Anche in questo campo la B ha fatto passi da gigante cercando di gestire società in grado di sopravvivere, aiutando soluzioni (come a Pisa) che ricreassero un clima virtuoso. Nei progetti la sostenibilità finanziaria è la prima e fondamentale regola per partecipare al campionato. Una regola non da poco visti i tempi recenti.
Il cammino non è facile e le scelte devono tenere conto di molti fattori, ma con l’avvento della diretta Tv e la cessione dei diritti a Sky sommate ad adeguate iniziative di marketing, la B sembra essersi tolta il “vizio” di dilettantismo gestionale per vestire le sembianze di struttura autonoma, al passo con il Duemila e, soprattutto, in grado di far fronte a tempi complicati.

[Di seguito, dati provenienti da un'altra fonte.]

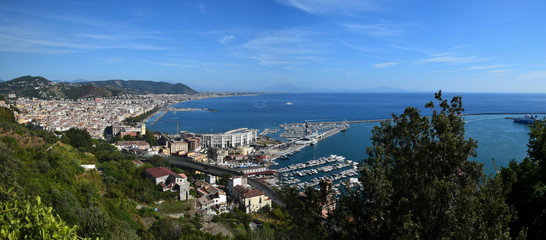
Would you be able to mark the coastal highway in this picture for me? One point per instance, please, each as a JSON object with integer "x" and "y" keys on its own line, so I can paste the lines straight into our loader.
{"x": 183, "y": 163}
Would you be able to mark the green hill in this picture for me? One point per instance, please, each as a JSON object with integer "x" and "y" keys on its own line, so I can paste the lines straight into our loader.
{"x": 40, "y": 87}
{"x": 144, "y": 87}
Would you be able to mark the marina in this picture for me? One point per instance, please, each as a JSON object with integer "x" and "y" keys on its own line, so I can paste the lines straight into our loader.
{"x": 310, "y": 173}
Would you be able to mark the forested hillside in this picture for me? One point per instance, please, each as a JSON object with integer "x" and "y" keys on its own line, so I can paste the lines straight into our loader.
{"x": 417, "y": 184}
{"x": 40, "y": 87}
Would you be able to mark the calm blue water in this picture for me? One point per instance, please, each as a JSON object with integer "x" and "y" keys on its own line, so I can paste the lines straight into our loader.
{"x": 497, "y": 137}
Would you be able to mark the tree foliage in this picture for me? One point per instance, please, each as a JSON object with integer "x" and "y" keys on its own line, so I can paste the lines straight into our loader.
{"x": 526, "y": 184}
{"x": 418, "y": 182}
{"x": 6, "y": 115}
{"x": 30, "y": 219}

C’è poi l’aspetto agonistico. In queste ultime stagioni il campionato è stato attraversato dalla crescita di realtà nuove (Carpi, Frosinone, Spal), dal riemergere di vecchie piazze che non hanno perso il gusto della sfida per tornare in A (Perugia, Bari, Salernitana) e dalla conferma delle solite grandi che, scese dalla A, si attrezzano per risalire immediatamente nella massima divisione. La serie B, grazie anche alla formula delle due promozioni dirette e del playoff con una nuova promozione e playout per evitare la retrocessione, ha dimostrato di non essere mai scontata, soprattutto mai appagata perché ogni formazione non è tranquilla del proprio destino sino all’ultima giornata, a risultato acquisito.
Non per questo le squadre hanno rinunciato all’innovazione tattica e al lancio di nuove speranze che, al contatto con calciatori più esperti e navigati ,possono crescere con pazienza e profitto. La tradizione del passato e la forza della programmazione per il futuro, hanno dato al campionato cadetto una dimensione più consona alle proprie esigenze e aspirazioni.
Fra poche settimane si aprirà un nuovo capitolo dopo le dimissioni di Abodi, che ha sfidato Tavecchio per la presidenza federale: c’è il rischio che le società, sin ora ben dirette, si facciano prendere da tentazioni semplicistiche entrando nel vortice di sottili guerre di potere. L’intrusione di Lotito, padrone della Salernitana, ne è un esempio. Anche questa tornata elettorale per la nomina di un nuovo presidente di Lega (sempre che Abodi non si ricandidi) diventa l’occasione per cancellare definitivamente il dispregiativo “essere di serie B”.